Publié le Lundi 18 février 2019 à 08h52.

Des hussards noirs de la République aux soudards tricolores du macronisme

La loi Blanquer « sur l’école de la confiance » et le débat qui l’accompagne laissent présager du pire pour l’éducation nationale…

Jean-Michel Blanquer s’en piquait en entrant à l’Éducation en 2017 : il n’y aurait pas sous son ministère de grande loi scolaire portant son nom, mais simplement des « mesures de bon sens pour revenir à une école des savoirs fondamentaux »où  les élèves apprendraient à « lire, écrire et compter ». 

L’ABC du Macronisme

Un an et demi plus tard, alors que les premières mesures du nouveau Jules Ferry autoproclamé ont déjà considérablement aggravé la situation des personnels et ds élèves (parcoursup, réformes du bac et du lycée, suppressions de milliers de postes), la loi Blanquer « sur l’école de la confiance » apparaît comme le bouquet final d’un dynamitage en règle de l’Éducation nationale ! 

La loi en question, regroupement d’articles disparates sur tous les sujets chers au macronisme, vise à favoriser des « expérimentations »assez peu originales :  augmentation dans le secondaire du nombre d’heures d’enseignement, financement public des écoles privées par l’abaissement à 3 ans de la scolarité obligatoire, création de « lycées internationaux »destinés aux enfants des élites, ou encore création « d’écoles publiques des savoirs fondamentaux » qui doit permettre la fusion des écoles primaires et des collèges… Autant de mesures dont le but avoué est de permettre de dégager des économies d’échelle en supprimant des milliers de postes et d’accélérer le tri social à l’école.  

Un, deux, trois, les petits soldats…

Plus inquiétant encore, Blanquer cherche à museler par avance toute contestation possible. L’article 1 de la loi portant sur le « devoir d’exemplarité » des personnels est de ce point de vue parfaitement édifiant. Il s’agit d’étendre des sanctions disciplinaires (notamment la radiation) qui, jusque là, étaient réservées aux enseignants impliqués dans des affaires de mœurs, aux fonctionnaire de l’EN qui  « dénigreraient auprès du public par des propos gravement mensongers ou diffamatoires leurs collègues et de manière générale l’institution scolaire ». En gros, faire taire toute critique de l’institution et du ministre, notamment sur les réseaux sociaux. 

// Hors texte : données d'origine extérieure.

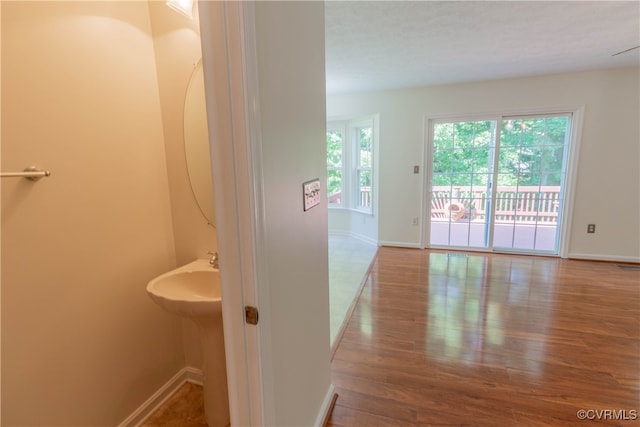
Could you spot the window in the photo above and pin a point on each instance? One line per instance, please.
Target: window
(350, 164)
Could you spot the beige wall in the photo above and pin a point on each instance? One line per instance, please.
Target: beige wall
(82, 343)
(608, 174)
(176, 40)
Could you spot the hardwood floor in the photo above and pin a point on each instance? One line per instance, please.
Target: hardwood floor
(490, 340)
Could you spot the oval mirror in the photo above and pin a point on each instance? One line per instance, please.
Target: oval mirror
(196, 144)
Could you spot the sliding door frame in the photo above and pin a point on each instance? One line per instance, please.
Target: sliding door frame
(565, 220)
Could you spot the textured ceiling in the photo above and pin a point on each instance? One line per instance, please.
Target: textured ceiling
(374, 45)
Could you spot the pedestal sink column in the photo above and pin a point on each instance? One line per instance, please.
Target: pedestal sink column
(214, 368)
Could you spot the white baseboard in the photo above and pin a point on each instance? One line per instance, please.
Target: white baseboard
(401, 244)
(327, 404)
(598, 257)
(357, 236)
(156, 400)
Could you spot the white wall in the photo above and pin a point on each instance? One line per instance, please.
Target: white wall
(290, 47)
(82, 343)
(608, 181)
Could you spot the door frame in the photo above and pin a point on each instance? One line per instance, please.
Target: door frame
(565, 223)
(231, 89)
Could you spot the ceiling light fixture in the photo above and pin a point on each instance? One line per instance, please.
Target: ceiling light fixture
(184, 7)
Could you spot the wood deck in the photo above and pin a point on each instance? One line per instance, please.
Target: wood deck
(488, 340)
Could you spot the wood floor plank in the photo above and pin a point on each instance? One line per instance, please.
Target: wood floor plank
(488, 339)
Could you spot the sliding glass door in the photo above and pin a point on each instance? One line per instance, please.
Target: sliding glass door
(498, 184)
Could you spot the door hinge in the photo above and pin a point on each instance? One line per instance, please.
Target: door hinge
(251, 315)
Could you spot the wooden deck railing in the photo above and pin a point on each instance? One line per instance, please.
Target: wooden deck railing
(529, 204)
(365, 197)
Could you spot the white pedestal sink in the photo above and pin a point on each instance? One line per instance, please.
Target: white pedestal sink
(193, 291)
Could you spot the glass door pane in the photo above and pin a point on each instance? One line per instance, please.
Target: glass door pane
(461, 174)
(530, 176)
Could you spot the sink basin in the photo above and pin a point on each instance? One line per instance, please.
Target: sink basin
(192, 290)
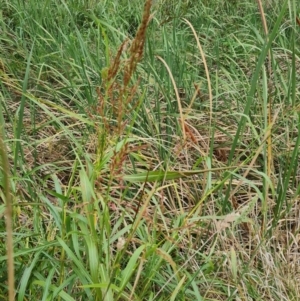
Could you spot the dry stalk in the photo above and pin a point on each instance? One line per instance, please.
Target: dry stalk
(269, 138)
(9, 223)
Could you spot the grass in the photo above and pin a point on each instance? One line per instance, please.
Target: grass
(149, 152)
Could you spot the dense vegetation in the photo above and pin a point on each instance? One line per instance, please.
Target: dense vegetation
(150, 152)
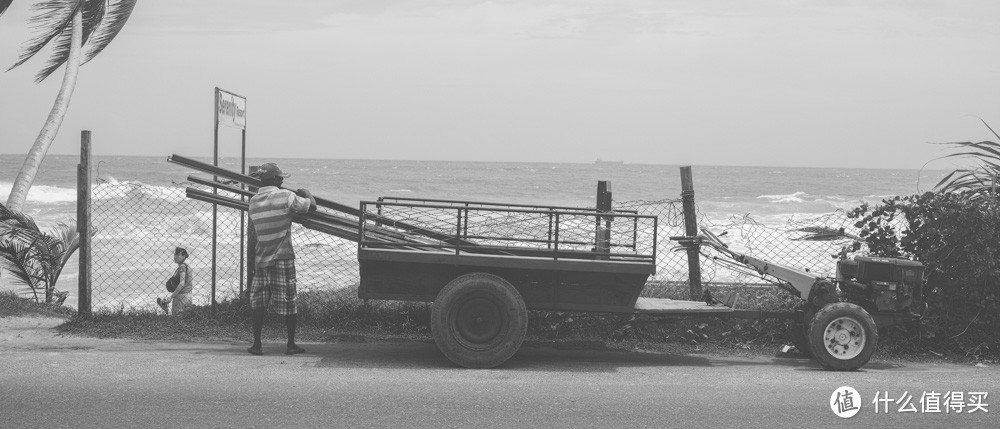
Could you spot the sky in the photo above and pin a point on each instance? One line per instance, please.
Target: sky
(866, 84)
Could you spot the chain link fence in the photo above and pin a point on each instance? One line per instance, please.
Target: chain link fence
(138, 226)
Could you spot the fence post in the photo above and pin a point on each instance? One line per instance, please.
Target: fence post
(691, 230)
(83, 225)
(602, 239)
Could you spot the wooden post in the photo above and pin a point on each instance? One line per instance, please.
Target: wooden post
(602, 237)
(84, 303)
(691, 230)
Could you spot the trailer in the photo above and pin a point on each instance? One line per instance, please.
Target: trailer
(483, 265)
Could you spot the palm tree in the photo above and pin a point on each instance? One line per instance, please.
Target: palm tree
(35, 258)
(77, 30)
(979, 182)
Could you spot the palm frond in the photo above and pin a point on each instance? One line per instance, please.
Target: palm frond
(989, 128)
(977, 182)
(17, 219)
(51, 19)
(115, 18)
(15, 257)
(93, 15)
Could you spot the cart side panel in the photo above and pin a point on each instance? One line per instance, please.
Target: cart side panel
(544, 285)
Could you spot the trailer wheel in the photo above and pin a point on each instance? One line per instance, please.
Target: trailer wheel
(479, 320)
(842, 336)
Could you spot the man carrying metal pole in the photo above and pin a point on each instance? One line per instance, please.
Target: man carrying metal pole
(273, 286)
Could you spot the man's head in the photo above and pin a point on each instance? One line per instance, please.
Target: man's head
(269, 174)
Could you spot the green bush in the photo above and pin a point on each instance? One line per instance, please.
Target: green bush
(956, 235)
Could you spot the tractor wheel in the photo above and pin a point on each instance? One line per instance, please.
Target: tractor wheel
(479, 320)
(842, 336)
(798, 330)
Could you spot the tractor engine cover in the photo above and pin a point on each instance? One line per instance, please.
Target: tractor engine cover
(890, 284)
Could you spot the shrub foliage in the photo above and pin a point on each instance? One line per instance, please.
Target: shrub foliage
(956, 235)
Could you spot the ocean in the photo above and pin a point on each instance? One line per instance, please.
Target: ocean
(772, 196)
(768, 193)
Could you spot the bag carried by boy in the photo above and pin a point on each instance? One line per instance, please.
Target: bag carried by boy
(172, 282)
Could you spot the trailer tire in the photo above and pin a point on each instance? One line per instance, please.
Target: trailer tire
(842, 336)
(479, 320)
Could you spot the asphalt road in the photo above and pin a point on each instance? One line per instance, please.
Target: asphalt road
(47, 380)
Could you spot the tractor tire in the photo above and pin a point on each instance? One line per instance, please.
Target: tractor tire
(842, 336)
(479, 320)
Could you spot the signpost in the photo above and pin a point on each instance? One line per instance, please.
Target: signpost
(230, 111)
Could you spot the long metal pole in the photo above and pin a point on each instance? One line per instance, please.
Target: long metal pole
(691, 230)
(215, 207)
(243, 225)
(84, 303)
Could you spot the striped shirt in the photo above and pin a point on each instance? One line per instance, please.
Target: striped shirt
(271, 212)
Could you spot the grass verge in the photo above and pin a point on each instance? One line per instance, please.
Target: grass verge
(13, 305)
(339, 316)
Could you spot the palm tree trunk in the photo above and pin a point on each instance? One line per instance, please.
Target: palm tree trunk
(25, 178)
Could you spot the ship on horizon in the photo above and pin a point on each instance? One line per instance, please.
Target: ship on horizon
(600, 161)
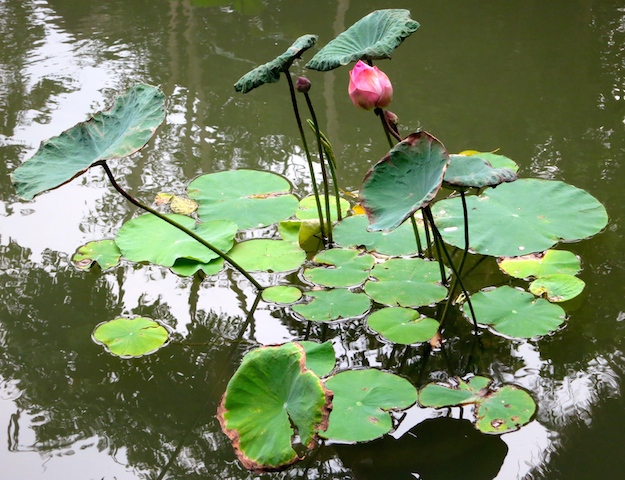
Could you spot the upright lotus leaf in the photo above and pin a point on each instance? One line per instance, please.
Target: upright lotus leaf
(270, 71)
(541, 264)
(264, 255)
(271, 393)
(344, 268)
(375, 36)
(526, 216)
(149, 239)
(515, 313)
(352, 232)
(497, 411)
(131, 337)
(115, 133)
(362, 401)
(558, 287)
(249, 198)
(404, 181)
(402, 325)
(473, 171)
(103, 252)
(330, 305)
(406, 282)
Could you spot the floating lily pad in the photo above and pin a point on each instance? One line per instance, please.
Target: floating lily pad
(115, 133)
(475, 172)
(308, 208)
(402, 325)
(271, 393)
(263, 255)
(404, 181)
(406, 282)
(558, 287)
(352, 232)
(330, 305)
(515, 313)
(497, 411)
(541, 264)
(270, 71)
(362, 401)
(372, 37)
(131, 337)
(103, 252)
(319, 357)
(526, 216)
(249, 198)
(149, 239)
(283, 294)
(345, 268)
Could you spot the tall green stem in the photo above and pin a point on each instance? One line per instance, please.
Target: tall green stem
(308, 157)
(192, 234)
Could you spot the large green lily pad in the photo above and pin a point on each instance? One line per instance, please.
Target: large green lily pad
(515, 313)
(330, 305)
(103, 252)
(249, 198)
(115, 133)
(271, 393)
(402, 325)
(270, 71)
(344, 268)
(404, 181)
(131, 337)
(372, 37)
(264, 255)
(473, 171)
(362, 401)
(406, 282)
(149, 239)
(497, 411)
(352, 232)
(526, 216)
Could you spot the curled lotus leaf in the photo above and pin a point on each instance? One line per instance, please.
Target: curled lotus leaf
(270, 71)
(374, 36)
(405, 180)
(120, 131)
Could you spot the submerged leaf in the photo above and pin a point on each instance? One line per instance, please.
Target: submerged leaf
(115, 133)
(374, 36)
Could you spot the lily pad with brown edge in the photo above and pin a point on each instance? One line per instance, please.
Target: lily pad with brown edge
(497, 410)
(331, 305)
(131, 337)
(362, 402)
(515, 313)
(118, 132)
(270, 397)
(266, 255)
(473, 171)
(404, 326)
(405, 180)
(340, 268)
(352, 232)
(406, 282)
(374, 36)
(249, 198)
(541, 264)
(270, 71)
(103, 252)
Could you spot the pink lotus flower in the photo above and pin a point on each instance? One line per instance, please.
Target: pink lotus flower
(369, 87)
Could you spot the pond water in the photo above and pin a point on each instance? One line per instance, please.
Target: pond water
(544, 82)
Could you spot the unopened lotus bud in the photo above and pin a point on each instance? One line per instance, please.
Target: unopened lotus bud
(302, 84)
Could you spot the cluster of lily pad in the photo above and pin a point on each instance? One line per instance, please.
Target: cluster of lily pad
(380, 268)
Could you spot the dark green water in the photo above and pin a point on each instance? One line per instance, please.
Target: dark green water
(542, 81)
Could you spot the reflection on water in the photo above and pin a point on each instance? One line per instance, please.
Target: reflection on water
(544, 83)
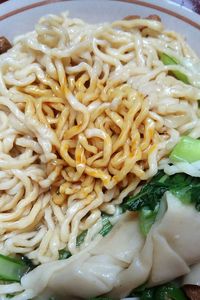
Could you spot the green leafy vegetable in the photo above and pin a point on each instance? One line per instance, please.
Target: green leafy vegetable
(107, 226)
(149, 195)
(147, 201)
(12, 269)
(80, 238)
(169, 291)
(168, 60)
(188, 149)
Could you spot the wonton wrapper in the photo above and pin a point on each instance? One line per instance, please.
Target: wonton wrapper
(124, 259)
(194, 276)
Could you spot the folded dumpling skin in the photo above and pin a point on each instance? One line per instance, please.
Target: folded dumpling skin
(124, 259)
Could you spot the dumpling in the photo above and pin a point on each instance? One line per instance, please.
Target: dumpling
(124, 259)
(93, 271)
(194, 276)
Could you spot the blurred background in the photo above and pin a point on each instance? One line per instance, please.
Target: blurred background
(191, 4)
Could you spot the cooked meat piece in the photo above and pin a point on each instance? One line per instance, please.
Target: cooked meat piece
(192, 291)
(4, 44)
(154, 17)
(131, 17)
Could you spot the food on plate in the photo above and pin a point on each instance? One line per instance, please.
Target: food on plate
(99, 161)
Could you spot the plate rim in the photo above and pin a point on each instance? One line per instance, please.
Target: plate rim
(144, 3)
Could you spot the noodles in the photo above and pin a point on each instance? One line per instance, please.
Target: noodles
(86, 113)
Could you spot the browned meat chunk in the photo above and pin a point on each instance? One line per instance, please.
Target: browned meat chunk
(4, 44)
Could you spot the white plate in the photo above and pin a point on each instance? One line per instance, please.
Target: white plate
(19, 16)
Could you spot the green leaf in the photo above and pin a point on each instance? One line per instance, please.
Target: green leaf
(187, 149)
(147, 201)
(149, 195)
(81, 237)
(168, 60)
(12, 269)
(169, 291)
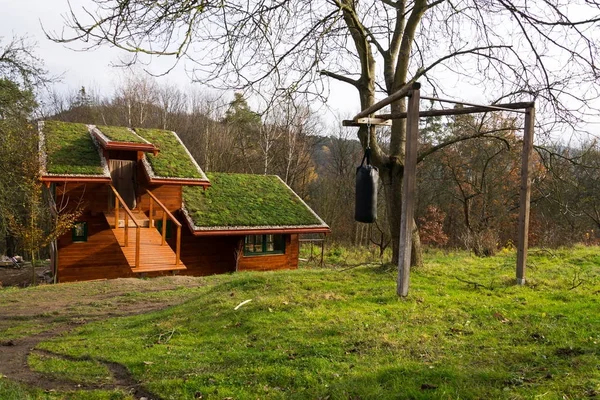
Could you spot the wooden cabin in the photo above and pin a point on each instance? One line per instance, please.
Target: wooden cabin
(146, 208)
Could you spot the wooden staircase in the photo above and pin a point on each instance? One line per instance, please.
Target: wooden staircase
(153, 255)
(143, 246)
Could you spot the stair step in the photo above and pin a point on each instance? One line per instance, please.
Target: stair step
(140, 217)
(157, 268)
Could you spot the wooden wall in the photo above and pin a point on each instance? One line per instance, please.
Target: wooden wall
(169, 195)
(91, 197)
(207, 255)
(98, 258)
(101, 256)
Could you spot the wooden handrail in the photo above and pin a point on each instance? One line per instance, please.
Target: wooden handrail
(128, 214)
(166, 213)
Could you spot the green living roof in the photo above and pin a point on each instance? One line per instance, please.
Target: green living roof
(120, 134)
(246, 201)
(173, 161)
(70, 150)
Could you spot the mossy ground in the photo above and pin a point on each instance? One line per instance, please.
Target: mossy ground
(172, 161)
(465, 331)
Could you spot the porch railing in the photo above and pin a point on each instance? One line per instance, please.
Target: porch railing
(166, 213)
(128, 215)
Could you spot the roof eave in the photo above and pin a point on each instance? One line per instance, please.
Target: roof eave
(74, 178)
(127, 146)
(179, 181)
(261, 231)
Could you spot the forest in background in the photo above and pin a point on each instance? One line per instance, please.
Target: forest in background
(467, 192)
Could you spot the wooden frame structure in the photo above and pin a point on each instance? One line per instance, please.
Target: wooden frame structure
(412, 91)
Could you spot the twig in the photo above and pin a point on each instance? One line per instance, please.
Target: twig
(242, 303)
(475, 284)
(354, 266)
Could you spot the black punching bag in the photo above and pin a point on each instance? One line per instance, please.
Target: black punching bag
(365, 206)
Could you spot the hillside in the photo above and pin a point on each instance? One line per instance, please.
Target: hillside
(464, 332)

Engaillardis par ce train de mesures très inquiétants, les députés LREM et LR se sont livrés pendant le débat parlementaire à une véritable orgie d’amendements réactionnaires. Si bon nombre des plus stupides n’ont finalement pas été retenus, comme celui portant sur la suppression de l’éducation sexuelle, celui sur le retour à l’uniforme scolaire – le ministre y est « favorable, mais ne veut pas l’imposer » –, ou l’imposition de « tenues qui imposent l’autorité » pour les enseignants, Blanquer a tout de même jugé bon de remercier ses soutiens de droite en reprenant à son compte quelques propositions… 

Ainsi, le très « droitier » député de Nice Éric Ciotti a pu pavoiser après avoir fait voter l’installation d’un drapeau français dans chaque salle de classe, de la maternelle au lycée, pour mieux promouvoir les « valeurs de la république ». Amendement amendé par la gauche pour que soit fixé à côté du drapeau français… le drapeau européen. Emporté par cette floraison drapière, les députés y ont également rajouté les paroles de la Marseillaise. Quant aux enseignantEs, ils et elles n’auront même pas la consolation de se servir de ces torchons comme rideaux (qui font souvent défaut dans les salles de classes délabrées) : Blanquer, faisant finalement bon marché de son nationalisme, s’est empressé de préciser que ces drapeaux seraient « matérialisés par des affiches ».